Woody sighed. “She’s ratting out her mob boyfriend. A man she’s already scared of. Do you think she’d have told him about it voluntarily? He’d have had to get it out of her. It would have been physical—it always is. And you can’t tell me he’d be mean enough to cut Julie up, but too nice to hit his girlfriend. You can’t have it both ways. He’s not my guy. He’s still yours, though.”
“We won’t be able to hold him on anything,” Ramirez said.
“I know. I wanted it that way. I made him feel like Scarface. Right now, Tony’s in a cell thinking about how he’s a badass gangster who’s going to outfox the cops. He has no idea what I wanted was about Bertha and neither does she.”
“Great. Except Julie’s killer is still out there.”
Woody nodded.
“What are you going to do?” Ramirez asked.
“I’m going to start looking for that cop.”

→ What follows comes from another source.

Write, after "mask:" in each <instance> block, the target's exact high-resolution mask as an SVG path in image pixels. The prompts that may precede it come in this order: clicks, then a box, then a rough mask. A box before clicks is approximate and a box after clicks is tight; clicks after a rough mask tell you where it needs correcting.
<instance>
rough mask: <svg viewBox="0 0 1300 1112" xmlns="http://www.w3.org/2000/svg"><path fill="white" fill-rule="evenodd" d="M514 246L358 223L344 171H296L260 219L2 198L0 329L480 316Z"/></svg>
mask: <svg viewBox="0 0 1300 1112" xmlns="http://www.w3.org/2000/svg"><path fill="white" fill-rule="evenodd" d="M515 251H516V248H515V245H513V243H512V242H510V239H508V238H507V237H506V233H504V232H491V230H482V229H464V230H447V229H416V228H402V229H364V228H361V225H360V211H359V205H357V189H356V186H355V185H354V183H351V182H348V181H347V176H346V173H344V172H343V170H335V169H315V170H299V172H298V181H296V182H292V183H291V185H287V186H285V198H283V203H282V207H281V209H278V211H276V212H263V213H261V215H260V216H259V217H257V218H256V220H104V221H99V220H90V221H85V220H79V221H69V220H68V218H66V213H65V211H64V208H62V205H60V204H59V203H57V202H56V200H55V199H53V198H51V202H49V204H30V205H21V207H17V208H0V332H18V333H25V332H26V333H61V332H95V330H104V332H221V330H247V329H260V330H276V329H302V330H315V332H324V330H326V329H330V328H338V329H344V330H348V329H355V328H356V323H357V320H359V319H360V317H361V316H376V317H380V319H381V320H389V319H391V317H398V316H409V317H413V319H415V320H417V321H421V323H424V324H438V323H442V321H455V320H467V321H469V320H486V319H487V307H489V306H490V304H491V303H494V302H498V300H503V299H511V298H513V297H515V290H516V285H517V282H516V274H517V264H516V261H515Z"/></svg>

Ramirez nodded. “If he’s out there.”
“You and I think he is.”
“Hey,” Ramirez said, “you okay? You look a little pale.”
Woody leaned forward and looked at himself in the side mirror. He skin had lost most of its colour and some of his hair was damp against his forehead.
“I’m fine.” Woody pulled his legs into the car. “Just a little tired. I gotta go, Ramirez.”
“You need something, you let me know,” Ramirez said.
Woody nodded and closed the door. When he was back on King Street he dry swallowed two of the pills Joanne had given him without even thinking about it.